We took the blue dog to the vet; hair is growing back on her toes and her eyelids are returning. The oppressive heat leaves us for a few seasons, making room for new extremes. We miss you.
"And if the question were asked: What is more real, the mundane or the sublime? most would hesitate before they gave an answer. On the one side, details: say, the aftermath of a breakfast, dirty chipped plates in the sink, their rims encrusted with egg yolk. Against this, the unnameable: small aching heart with boasts, what can you know? Outside the cage of everything we ever heard or saw, beyond, outside, above, there lies the real, hiding as long as we shall live, there stretch and trail the millions of names of God burning across the eons. When all through this our end will come before we even know the names of us.

For many the egg yolk prevails." -L.M.

"Love many things, for therein lies the true strength, and whosoever loves much performs much, and can accomplish much, and what is done in love is done well."
-V.V.G.

"The perfection of the Absolute where all Becoming stops and pure Being, immutable, timeless, unchanging, hangs forever like a ripe peach upon the bough." -E.A.

"...and the whole incident was incredibly frazzling and angst-rod and filled almost a whole mead notebook and is here recounted in only its barest psycho-skeletal outline." -D.F.W.

"At the top of the mountain, we are all snow leopards." -H.S.T.

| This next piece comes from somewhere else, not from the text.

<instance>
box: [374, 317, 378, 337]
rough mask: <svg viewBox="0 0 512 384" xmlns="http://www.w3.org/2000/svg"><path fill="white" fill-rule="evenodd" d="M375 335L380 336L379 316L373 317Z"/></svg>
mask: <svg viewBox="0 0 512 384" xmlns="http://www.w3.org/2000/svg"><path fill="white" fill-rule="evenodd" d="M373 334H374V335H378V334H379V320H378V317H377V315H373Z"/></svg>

"Only when we are no longer afraid do we begin to live." -D.T.
"Cometh a voice: My children, hear; From the crowded street and the close-packed mart I call you back with my message clear, back to my lap and my loving heart. Long have ye left me, journeying on by range and river and grassy plain, to the teeming towns where the rest have gone - come back, come back to my arms again. So shall ye lose the foolish needs that gnaw your souls; and my touch shall serve to heal the fretted nerve. Treading the turf that ye once loved well, instead of the stones of the city's street, ye shall hear nor din nor drunken yell, but the wind that croons in the ripening wheat. I that am old have seen long since ruin of palaces made with hands for the soldier-king and the priest and prince whose cities crumble in desert sands. But still the furrow in many a clime yields softly under the ploughman's feet; still there is seeding and harvest time, and the wind still croons in the ripening wheat. The works of man are but little worth; for a time they stand, for a space endure; but turn once more to your mother - Earth, my gifts are gracious, my works are sure. Instead of the strife and pain I give you peace, with its blessing sweet. Come back, come back to my arms again, for the wind still croons in the ripening wheat."